Do quilombo e quilombola

Qualquer representação do quilombo e do quilombola não requereria o aparecimento se não postulássemos certo reconhecimento de existência. É a existência e o reconhecimento que dão lugar ao quilombo e ao quilombola. Marcados por inúmeros sentidos políticos, sociais, econômicos e históricos, em perspectiva de formação de grupo, não são espaço de antigos quilombos. Não é mais lugar (sítios geográficos) onde negros e negras se agrupam para a liberdade e para lutar contra o sistema escravista da época. Embora ainda alimentada por esse discurso, como demanda de luta coletiva pela existência, hoje essa ideia detona outras perspectivas: da exclusão social, da busca por uma vida suportável, da luta contra a precarização econômica etc. (SANTOS, 2022). No que respaldam Schimit et al. (2002), Arruti (2008) Rodrigues (2014) e Santos (2015), ainda que se reconheça o conceito clássico de quilombos e quilombolas – lugar de pessoas com parentesco de antigos e ex-escravos; o termo é fluido e contingente. Isto porque, por mais que a compreensão do termo inclua as fugas e ocupação de terras para busca da liberdade, há também os casos de heranças e doações de terras, compras de terras por moradores de grupos quilombolas e apropriação de territórios, entre outros; sabendo que é a terra (e o território), enquanto categoria social, antropológica e do direito, que localiza o lugar dos quilombolas, já que a terra não é qualquer terra. E sim, a que faz emergir o território do quilombo e, nele, o corpo quilombola (SANTOS, 2022, SANTOS, MACEDO, 2023).

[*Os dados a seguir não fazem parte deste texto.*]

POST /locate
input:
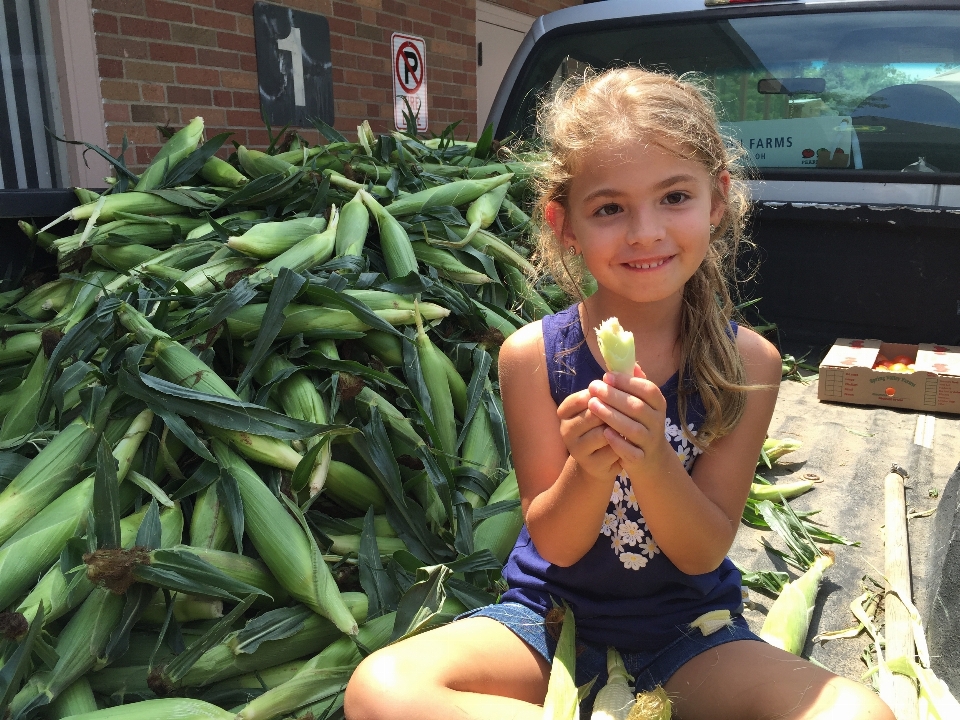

Das análises que faço, os sentidos para o quilombo e o quilombola respondem ao aparecimento como demanda corporal para um conjunto de vida mais vivível (SANTOS, 2022; BUTLER, 2018), em que todos possam exercitar a liberdade e o direito de reconhecimento. Logo, o reconhecimento vai além do direito à demarcação da terra e à apropriação territorial, pois inclui: a) o processo de identificação não fixo, mas diferente para cada quilombo e quilombola; b) a luta por uma vida menos precária; c) a busca por melhores condições de trabalho; d) participação social, política e educacional; e) reivindicações por liberdade e mais justiça social; f) assistência médica etc. Isso consolida um modo performático de representação dos quilombos e quilombolas que é enunciado pelos discursos, sabendo que o performático de que falo não se refere a algo teatral, mas sim se caracteriza pelos efeitos do viver junto dos quilombolas e em contato com as diferenças – o que faz alguma coisa do quilombo existir ou faz “revelar suas identidades” (SANTOS, 2022, p. 79).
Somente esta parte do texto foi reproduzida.